As a captain in the Royal Army Medical Corps, Fleming served with distinction and was cited for bravery in advanced field hospitals on the Western Front.  At War’s end he returned to St. Mary’s determined to find antibacterial agents.

Flemming's contaminated culture--a blob of mold, left, killed the bacteria near it.


after a long holiday with his family in Scotland.  He had left a pile of petri dishes containing bacteria samples on a laboratory bench having forgotten to refrigerate them.  He was going to discard the ruined samples when he noticed the bacteria in one dish were being killed by an invading grey/green fungus.  Fleming, who had been actively looking for anti-bacterial agents since his World War  I  time service in France where he saw many men lose limbs or their lives to septicemia from infected wounds,  understood that something in that fungus could kill bacteria.
Fleming first called the substance that killed the bacteria simply mold juice. After some difficulty, he identified the mold as a member of the Penicillium genus and named the substance penicillin when he published his finding in the British Journal of Experimental Pathology in 1929.
He found penicillin very difficult to produce and despaired that it could be produced in sufficient quantities to become important in treating infections.  He did recognize that if penicillin were used in insufficient concentrations or over too short a period of time, that the bacteria evolved to become resistant to the serum.  He also identified many bacterial organisms against which it was effective, including those that caused scarlet fever, pneumonia, meningitis, diphtheria, and gonorrhea but not infections like typhoid fever.  Fleming therefore cautioned that if used, it must only be applied to those illnesses for which it was proven effective and in sufficient strength of and then only in sufficiently high doses over an extended period of time in order to prevent the spread of drug-resistant bacterial strains.
As Fleming continued his research into the 1930’s he became further discouraged.  He was applying penicillin primarily as a topical application to open wounds.  He began to fear that the serum would not live long enough in the body to become effective against deep infections.  Later, he began to experience better results, but without a method of producing the antibiotic in mass quantity, he abandoned his research and turned to trying to find other agents.
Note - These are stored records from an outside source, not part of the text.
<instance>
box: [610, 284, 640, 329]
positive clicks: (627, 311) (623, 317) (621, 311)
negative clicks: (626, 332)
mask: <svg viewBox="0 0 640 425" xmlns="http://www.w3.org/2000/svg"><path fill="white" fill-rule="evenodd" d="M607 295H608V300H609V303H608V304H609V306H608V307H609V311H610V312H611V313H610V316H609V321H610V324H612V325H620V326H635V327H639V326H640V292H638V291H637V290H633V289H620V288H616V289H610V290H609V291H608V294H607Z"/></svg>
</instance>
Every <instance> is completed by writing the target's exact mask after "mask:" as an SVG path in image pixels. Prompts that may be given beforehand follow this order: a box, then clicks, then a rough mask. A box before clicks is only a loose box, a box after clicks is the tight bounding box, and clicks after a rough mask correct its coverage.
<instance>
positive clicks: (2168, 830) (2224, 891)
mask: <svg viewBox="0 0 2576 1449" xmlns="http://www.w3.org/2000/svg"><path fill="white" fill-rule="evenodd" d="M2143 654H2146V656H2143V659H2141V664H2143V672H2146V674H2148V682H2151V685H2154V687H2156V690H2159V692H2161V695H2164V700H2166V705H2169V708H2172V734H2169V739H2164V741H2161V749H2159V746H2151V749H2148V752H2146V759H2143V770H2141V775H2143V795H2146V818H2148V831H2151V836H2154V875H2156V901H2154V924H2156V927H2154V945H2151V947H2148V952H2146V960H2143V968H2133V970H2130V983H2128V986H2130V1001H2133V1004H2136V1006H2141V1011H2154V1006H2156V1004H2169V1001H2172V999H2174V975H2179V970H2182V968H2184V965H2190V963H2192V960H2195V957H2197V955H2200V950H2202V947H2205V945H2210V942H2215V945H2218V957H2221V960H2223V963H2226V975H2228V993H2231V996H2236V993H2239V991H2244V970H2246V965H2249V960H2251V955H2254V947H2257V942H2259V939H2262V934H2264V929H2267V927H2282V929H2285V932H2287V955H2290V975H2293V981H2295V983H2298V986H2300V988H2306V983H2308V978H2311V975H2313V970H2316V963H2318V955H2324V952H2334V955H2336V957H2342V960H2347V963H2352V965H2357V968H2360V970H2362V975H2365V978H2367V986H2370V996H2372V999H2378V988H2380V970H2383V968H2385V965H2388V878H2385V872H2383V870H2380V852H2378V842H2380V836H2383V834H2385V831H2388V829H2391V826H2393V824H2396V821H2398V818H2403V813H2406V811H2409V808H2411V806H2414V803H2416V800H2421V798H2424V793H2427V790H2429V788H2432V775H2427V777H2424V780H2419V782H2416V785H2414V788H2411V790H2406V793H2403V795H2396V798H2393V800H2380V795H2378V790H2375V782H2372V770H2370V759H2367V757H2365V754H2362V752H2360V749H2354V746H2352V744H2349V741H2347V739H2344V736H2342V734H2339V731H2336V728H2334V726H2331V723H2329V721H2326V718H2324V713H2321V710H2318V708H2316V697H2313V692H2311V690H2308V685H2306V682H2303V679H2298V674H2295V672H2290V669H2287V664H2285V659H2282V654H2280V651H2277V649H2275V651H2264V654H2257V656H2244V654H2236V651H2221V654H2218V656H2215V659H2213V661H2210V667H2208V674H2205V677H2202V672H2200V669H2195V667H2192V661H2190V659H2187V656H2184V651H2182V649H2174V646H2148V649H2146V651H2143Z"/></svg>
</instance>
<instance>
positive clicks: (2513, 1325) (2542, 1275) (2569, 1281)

Fleming (center) receiving the Nobel prize from King Gustaf V of Sweden  in 1945 as Ernst Chain and Howard Florey wait their turn.
In 1939 German born Ernst Boris Chain and Howard Florey at Oxford University took up where Fleming had left off.  They discovered penicillin’s chemical composition and accurately predicted the physical structure of its molecule.  With a new war, both the British and U.S. governments poured money into research which led to mass production techniques.  By the time of the D-Day invasion enough penicillin was available to treat all of the Allied injured.  By the end of the war it was available worldwide.
In honor of their work Fleming, Chain, and Florey shared the 1945 Nobel Prize in Medicine.

Penicillin slashed death from infected wounds and battled venereal disease in World War II.
More research has developed other penicillin-like drugs.  By mid-century the infectious diseases that had been some of humanities most persistent killers, were controllable
Fleming died, full of honors, on March 11, 1955 in London at the age of 73.  He did not live to see his often expressed dire warnings about the emergence of drug resistant bacteria come fully to reality.  Years of routine over-prescription of penicillin and related antibiotics have led to the development of resistant superbugs which could possibly threaten new, widespread epidemics.